2. You can have multiple versions of your app running simultaneously As we
alluded to in point 1, App Engine permits you to deploy multiple versions of
your app and have them running side-by-side. All the versions share the
samedatastore and memcache, but they run in separate instances and have
different URLs. Your 'live' version always serves off yourapp.appspot.com as
well as any domains you have mapped, but all your app's versions are
accessible at version.latest.yourapp.appspot.com. Multiple versions are
particularly useful for testing a new release in a production environment,
on real data, before making it available to all your users.

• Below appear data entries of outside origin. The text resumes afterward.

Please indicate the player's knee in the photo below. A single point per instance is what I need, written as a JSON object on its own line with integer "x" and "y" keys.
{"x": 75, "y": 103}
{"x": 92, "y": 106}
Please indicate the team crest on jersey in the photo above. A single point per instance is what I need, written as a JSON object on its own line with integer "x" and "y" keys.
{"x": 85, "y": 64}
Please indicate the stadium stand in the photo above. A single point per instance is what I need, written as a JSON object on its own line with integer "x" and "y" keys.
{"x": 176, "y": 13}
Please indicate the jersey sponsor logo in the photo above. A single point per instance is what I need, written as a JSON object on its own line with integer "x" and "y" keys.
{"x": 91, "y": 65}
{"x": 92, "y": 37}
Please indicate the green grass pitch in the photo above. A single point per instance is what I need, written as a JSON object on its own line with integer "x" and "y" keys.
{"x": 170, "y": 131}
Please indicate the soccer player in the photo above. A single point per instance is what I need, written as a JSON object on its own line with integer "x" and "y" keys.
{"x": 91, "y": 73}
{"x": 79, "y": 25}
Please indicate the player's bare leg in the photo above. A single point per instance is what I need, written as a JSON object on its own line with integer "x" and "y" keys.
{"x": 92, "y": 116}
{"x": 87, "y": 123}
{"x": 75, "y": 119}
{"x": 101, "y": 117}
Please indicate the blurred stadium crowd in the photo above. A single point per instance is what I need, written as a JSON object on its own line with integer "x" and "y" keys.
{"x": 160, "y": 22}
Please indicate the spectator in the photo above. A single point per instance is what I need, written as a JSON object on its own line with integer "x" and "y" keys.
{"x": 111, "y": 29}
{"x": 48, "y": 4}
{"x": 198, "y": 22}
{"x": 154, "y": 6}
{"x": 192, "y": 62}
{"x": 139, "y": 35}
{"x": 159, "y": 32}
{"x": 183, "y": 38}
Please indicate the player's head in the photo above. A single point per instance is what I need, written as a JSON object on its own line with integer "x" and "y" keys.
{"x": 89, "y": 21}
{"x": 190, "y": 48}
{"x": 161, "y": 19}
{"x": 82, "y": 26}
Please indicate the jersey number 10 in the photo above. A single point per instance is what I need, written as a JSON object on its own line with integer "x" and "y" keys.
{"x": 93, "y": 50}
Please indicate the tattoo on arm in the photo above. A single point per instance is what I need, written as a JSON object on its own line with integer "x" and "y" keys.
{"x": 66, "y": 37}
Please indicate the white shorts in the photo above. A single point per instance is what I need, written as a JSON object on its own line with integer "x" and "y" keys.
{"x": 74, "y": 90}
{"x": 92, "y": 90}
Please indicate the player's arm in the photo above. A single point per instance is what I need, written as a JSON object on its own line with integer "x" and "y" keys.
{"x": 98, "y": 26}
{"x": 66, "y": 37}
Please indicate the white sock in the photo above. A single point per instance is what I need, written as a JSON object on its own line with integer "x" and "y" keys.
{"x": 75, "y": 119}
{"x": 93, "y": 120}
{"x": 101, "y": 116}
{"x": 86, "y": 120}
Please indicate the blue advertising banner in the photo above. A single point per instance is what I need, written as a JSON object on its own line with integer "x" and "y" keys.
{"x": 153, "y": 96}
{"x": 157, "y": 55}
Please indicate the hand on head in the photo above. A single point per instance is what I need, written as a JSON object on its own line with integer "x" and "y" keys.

Something that's less known is that the different app versions don't even
have to have the same runtime! It's perfectly fine to have one version of an
app using the Java runtime and another version of the same app using the
Python runtime.

What I don't like about this is that all the versions share the same
datastore and memcache which is fine if you want to test on live data but if
you want a test datastore where to can delete everything and go again then
it's not going to work. How do people manage this? Do they setup two
distinct apps to do this I wonder?

Many thanks for any help you can give.